I don’t believe there is a solution here yet either, but could relaxing the problem from ‘what we actually want’ to ‘anything we could live with’ help? Has there been much work in this direction? Please let me know what to search for if so. Thank you.
Yes, some people are interested in it and other people think it’s not worth it. See e.g. the Eliezer Yudkowsky + Richard Ngo chat log posts.
Will check them out, thank you.
I wrote a post that is related—“Is some kind of minimally-invasive mass surveillance required for catastrophic risk prevention?”

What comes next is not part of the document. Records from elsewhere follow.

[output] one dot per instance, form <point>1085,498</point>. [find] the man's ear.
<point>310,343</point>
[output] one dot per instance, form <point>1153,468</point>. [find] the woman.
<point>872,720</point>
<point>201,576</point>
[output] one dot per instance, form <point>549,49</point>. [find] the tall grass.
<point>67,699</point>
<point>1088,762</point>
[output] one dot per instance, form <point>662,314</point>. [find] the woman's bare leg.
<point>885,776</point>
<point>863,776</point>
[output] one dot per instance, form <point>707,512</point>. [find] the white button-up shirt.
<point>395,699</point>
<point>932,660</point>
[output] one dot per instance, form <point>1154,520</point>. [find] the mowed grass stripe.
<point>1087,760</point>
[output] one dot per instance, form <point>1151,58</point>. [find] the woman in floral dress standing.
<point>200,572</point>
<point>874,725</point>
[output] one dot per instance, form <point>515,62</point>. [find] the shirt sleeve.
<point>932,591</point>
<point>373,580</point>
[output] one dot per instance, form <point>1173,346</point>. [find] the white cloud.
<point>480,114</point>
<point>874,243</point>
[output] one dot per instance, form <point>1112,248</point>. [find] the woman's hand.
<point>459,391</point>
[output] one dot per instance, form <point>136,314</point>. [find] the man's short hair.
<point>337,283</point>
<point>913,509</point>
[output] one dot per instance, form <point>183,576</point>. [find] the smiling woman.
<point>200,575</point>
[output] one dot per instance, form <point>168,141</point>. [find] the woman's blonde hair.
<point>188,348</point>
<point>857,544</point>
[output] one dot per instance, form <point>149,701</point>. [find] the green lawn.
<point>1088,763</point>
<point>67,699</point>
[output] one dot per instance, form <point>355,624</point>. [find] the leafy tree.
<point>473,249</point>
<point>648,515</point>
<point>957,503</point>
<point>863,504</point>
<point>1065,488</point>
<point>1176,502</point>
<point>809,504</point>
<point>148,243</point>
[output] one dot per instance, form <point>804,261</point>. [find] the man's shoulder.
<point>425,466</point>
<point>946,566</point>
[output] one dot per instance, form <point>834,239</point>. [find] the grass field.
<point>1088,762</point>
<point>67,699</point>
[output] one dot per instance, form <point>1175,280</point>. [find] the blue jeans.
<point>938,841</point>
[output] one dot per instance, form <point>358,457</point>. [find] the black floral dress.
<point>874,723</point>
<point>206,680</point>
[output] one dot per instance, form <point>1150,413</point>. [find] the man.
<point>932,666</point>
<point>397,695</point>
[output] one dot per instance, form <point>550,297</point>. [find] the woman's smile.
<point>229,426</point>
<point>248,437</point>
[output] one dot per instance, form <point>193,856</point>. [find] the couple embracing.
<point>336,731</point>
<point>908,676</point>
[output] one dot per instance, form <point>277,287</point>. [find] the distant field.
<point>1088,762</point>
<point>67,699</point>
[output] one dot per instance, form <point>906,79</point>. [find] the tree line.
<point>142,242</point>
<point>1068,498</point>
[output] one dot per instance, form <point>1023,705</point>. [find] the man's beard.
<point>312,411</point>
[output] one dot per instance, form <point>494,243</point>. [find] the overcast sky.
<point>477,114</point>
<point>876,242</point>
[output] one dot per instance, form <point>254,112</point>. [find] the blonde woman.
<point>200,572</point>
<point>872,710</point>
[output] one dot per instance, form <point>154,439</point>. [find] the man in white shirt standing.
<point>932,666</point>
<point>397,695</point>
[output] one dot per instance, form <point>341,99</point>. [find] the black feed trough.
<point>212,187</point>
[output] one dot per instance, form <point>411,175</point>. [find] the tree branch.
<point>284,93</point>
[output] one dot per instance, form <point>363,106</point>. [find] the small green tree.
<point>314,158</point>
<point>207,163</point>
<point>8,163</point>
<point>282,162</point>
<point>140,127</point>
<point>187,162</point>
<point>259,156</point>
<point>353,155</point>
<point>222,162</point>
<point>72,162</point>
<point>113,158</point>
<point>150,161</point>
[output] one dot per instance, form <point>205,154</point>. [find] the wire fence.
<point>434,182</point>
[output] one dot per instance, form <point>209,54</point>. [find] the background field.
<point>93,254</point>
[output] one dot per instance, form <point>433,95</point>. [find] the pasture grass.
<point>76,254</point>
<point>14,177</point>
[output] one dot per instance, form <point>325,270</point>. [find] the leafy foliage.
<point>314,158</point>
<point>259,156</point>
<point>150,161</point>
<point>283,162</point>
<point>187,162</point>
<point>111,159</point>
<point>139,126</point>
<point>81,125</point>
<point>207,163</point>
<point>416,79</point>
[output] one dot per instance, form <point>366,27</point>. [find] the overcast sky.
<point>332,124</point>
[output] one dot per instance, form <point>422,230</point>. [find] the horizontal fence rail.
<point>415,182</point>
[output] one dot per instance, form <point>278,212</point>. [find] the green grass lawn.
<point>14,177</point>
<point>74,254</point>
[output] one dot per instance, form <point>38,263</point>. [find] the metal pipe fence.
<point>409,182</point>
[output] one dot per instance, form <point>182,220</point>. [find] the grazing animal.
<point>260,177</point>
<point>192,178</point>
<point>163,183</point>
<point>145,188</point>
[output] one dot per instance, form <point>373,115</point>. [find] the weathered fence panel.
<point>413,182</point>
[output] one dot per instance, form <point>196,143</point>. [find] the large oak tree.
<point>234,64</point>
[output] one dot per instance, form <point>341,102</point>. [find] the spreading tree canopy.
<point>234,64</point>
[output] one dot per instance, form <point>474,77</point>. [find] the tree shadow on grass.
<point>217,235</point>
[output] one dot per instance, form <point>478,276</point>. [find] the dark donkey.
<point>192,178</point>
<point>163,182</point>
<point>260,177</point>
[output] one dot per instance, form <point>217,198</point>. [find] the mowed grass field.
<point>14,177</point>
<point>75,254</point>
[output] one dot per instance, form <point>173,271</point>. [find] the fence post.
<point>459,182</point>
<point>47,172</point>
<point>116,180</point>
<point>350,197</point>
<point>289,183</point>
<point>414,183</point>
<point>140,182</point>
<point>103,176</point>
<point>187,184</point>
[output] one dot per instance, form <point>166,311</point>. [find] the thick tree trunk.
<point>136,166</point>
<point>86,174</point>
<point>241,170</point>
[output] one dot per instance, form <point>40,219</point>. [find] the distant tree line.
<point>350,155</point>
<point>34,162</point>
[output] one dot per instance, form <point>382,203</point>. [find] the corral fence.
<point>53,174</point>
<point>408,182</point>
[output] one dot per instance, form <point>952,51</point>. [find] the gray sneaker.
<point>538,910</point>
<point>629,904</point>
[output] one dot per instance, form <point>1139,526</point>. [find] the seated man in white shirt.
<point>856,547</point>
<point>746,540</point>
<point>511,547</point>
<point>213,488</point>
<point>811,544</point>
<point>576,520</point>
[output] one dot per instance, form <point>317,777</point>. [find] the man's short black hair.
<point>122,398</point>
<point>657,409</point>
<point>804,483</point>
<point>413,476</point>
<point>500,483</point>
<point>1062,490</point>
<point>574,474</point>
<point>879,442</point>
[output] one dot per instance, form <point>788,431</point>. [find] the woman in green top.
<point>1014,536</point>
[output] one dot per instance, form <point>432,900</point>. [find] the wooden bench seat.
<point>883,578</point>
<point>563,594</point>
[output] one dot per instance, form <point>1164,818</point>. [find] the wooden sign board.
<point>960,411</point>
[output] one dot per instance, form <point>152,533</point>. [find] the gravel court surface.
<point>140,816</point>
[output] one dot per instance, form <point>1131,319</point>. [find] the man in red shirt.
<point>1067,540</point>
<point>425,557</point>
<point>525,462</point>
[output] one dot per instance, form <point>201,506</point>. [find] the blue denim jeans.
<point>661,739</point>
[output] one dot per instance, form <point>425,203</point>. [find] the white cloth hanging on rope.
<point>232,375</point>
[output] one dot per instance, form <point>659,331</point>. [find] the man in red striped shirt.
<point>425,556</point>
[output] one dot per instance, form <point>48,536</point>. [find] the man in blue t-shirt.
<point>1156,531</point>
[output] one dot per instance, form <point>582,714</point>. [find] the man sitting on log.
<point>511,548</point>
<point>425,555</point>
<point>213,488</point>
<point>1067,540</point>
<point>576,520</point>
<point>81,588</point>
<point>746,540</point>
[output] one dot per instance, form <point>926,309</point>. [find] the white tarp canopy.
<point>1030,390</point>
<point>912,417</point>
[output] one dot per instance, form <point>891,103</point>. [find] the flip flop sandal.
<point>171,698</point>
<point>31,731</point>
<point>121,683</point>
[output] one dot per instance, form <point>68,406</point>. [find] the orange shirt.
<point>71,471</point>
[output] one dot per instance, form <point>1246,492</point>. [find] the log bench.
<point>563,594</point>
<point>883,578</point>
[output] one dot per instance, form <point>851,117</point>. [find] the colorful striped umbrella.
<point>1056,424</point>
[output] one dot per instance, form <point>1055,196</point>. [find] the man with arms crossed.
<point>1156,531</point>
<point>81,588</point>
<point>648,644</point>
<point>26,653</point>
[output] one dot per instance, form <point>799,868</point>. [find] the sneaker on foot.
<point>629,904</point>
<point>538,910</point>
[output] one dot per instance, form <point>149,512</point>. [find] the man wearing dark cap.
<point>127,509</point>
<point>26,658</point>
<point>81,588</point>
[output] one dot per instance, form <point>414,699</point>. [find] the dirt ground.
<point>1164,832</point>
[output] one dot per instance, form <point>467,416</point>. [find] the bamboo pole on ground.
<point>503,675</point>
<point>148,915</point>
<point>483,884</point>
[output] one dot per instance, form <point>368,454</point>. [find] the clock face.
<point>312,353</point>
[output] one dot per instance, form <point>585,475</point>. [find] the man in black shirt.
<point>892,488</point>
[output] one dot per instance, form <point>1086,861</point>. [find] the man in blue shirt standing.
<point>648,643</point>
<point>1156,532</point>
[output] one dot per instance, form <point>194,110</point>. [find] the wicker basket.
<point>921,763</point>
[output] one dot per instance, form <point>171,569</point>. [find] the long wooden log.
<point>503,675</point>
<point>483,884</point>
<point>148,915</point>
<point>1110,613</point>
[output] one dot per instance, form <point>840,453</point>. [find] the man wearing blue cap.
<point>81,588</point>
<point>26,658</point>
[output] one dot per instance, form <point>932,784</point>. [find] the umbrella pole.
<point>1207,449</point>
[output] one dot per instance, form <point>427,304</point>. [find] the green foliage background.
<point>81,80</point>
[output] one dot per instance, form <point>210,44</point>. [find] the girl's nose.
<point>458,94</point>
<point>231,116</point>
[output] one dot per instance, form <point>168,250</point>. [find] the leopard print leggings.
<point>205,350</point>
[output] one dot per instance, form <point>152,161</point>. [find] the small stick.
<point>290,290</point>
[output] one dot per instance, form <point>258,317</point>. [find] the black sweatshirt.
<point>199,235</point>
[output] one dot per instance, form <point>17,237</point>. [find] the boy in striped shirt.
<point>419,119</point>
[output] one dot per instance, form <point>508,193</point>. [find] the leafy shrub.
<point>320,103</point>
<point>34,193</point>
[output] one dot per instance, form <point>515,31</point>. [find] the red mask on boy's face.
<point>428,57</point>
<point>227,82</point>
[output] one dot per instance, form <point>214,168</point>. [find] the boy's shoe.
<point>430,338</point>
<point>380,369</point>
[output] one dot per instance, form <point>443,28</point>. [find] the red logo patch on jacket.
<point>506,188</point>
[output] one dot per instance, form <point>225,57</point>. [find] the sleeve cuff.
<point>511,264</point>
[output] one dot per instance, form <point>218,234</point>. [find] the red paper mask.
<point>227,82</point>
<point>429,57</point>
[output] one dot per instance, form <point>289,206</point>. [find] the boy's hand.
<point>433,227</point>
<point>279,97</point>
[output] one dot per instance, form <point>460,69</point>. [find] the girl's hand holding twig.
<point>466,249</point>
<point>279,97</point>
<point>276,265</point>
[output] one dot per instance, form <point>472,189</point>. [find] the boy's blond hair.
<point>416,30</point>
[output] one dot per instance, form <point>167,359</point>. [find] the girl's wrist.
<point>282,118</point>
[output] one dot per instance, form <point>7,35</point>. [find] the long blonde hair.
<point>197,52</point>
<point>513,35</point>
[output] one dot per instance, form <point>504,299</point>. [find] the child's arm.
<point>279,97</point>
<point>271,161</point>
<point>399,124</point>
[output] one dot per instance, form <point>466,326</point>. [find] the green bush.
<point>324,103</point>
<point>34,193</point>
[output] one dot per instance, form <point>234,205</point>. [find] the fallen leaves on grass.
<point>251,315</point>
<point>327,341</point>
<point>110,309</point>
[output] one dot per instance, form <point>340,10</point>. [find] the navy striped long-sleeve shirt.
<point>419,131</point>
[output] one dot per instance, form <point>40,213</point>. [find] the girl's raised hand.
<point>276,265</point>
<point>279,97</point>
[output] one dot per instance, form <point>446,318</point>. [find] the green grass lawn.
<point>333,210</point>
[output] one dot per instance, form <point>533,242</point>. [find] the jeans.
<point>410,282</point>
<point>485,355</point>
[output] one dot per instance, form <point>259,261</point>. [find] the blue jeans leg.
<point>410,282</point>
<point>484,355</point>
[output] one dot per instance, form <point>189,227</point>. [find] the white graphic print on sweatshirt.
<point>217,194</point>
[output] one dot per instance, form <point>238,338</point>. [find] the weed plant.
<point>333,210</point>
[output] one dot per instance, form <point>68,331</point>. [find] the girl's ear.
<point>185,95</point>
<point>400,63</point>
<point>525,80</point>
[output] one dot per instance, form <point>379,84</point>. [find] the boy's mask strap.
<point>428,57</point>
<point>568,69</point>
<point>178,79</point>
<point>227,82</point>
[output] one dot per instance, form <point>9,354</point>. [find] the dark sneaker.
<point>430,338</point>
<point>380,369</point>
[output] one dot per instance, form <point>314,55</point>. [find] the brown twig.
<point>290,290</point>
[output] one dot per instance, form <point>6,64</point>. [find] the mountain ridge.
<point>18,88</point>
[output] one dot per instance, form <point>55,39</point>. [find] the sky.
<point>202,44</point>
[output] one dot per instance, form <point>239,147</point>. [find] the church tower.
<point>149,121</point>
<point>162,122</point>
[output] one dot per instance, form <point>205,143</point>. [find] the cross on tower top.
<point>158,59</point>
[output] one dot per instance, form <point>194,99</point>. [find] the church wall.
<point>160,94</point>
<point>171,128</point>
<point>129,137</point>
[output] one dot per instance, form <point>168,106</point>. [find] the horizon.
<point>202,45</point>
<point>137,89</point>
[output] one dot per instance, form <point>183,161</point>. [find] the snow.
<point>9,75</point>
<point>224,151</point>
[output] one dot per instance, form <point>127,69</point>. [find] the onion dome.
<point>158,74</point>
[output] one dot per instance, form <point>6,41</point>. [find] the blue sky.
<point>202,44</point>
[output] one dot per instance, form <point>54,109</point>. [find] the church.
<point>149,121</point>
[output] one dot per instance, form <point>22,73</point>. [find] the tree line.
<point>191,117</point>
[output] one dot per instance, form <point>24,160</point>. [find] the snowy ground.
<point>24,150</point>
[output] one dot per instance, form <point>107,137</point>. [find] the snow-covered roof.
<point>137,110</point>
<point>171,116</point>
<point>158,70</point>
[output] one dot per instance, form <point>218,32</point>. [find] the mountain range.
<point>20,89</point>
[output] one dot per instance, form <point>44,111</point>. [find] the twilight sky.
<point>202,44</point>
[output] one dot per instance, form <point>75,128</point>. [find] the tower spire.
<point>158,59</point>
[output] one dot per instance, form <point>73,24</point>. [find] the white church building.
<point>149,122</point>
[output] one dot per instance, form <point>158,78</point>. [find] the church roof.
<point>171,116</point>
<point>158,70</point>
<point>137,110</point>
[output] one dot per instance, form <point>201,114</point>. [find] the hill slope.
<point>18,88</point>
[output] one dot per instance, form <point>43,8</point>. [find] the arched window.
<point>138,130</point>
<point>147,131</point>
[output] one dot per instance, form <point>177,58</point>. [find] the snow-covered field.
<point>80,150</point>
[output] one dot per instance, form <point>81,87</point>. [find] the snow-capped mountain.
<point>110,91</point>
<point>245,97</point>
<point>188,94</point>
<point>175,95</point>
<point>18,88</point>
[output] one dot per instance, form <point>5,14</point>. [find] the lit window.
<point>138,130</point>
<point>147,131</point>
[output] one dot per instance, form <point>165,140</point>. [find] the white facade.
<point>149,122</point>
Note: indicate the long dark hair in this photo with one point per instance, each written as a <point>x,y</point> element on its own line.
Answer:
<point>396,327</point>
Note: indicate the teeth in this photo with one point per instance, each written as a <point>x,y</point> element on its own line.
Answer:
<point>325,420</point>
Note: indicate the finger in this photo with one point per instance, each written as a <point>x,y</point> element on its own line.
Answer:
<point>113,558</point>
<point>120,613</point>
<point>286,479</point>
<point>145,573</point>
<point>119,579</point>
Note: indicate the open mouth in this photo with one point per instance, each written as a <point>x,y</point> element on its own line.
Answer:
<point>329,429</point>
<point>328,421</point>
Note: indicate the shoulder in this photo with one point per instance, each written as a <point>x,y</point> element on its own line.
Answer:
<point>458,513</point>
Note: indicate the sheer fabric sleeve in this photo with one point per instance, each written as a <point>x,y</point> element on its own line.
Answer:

Thanks Chris, but I think you linked to the wrong thing there, I can’t see your post in the last 3 years of your history either!
Sorry, fixed.
Well it depends on your priors for how an AGI would act, but as I understand it, all AGIs will be powerseeking. If an AGI is powerseeking, and has access to some amount of compute, then it will probably bootstrap itself to superintelligence, and then start pushing its utility function all over. Different utility functions cause different results, but even relatively mundane ones like “prevent another superintelligence from being created” could result in the AGI killing all humans and taking over the galaxy to make sure no other superintelligence gets made. I think it’s actually really really hard to specify the what-we-actually-want future for an AGI, so much so that evolutionarily training an AGI in an Earth-like environment so it develops human-ish morals will be necessary.
Aye, I agree it is not a solution to avoiding power seeking, only that there may be a slightly easier target to hit if we can relax as many constraints on alignment as possible.